Most people have no idea what their friend’s or spouse’s numbers are.

Bengong betul. How can a company like Apple overlook something so basic?” an indignant customer was heard complaining loudly soon after wiping drool from his new iPhone.

“Even a RM300 China phone can do that properly.”

“I love my iPhone,” said another happy customer. “It allows me to do calls, SMS, listen to music, watch video clips, browse the Internet, get organised, play games – everything. Except see my caller ID.”

At least 30 marriages and relationships were reported dissolved nationwide when iPhone users, who received missed calls from their partners, responded with, “Sorry, who is this please?”

But these newly-single iPhone users have no reason to be sad.

Apple said Genius has a built-in Contacts Store containing over 25,000 beautiful people who are real-life iPhone users.

With just a few taps on their iPhone, users can add these beautiful people’s phone numbers at prices ranging from US$0.99 to US$4.99 and US$24.99 depending on desirability.

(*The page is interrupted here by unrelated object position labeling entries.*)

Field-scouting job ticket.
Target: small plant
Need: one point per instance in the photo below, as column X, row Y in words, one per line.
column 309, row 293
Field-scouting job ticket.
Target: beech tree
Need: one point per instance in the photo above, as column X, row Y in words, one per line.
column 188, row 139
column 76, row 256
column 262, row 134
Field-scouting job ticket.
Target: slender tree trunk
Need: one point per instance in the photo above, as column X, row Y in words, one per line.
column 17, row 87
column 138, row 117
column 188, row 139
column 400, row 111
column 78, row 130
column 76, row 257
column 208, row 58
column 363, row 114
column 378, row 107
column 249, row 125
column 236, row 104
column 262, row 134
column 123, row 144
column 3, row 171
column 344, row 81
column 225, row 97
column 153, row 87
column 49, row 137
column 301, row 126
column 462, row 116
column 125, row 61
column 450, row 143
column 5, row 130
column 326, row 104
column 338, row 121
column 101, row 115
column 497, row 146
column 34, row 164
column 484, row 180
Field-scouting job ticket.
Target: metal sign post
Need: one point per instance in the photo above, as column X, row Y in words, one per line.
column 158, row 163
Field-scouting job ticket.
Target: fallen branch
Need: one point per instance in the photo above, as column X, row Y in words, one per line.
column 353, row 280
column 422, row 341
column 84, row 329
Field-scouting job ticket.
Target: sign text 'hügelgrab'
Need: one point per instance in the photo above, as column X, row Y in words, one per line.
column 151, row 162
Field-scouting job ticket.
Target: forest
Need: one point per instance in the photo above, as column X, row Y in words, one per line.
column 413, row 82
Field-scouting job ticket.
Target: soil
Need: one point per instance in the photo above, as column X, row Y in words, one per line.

Third-party developers are also offering add-on Contacts that will allow users to add celebrities to their contacts and even have these celebrities appear on their Facebook friends list to impress people. Huhu.

Mac pundit Lee Harvey Aswad speculated that Apple will eventually extend Genius to other parts of the iPhone-iTunes-App Store ecosystem.

“I predict they will eventually have Genius for apps, Genius for e-books, Genius for quotes, Genius for twitter, Genius for FB status updates, Genius for Genius,” said Aswad.

An Apple representative declined to comment.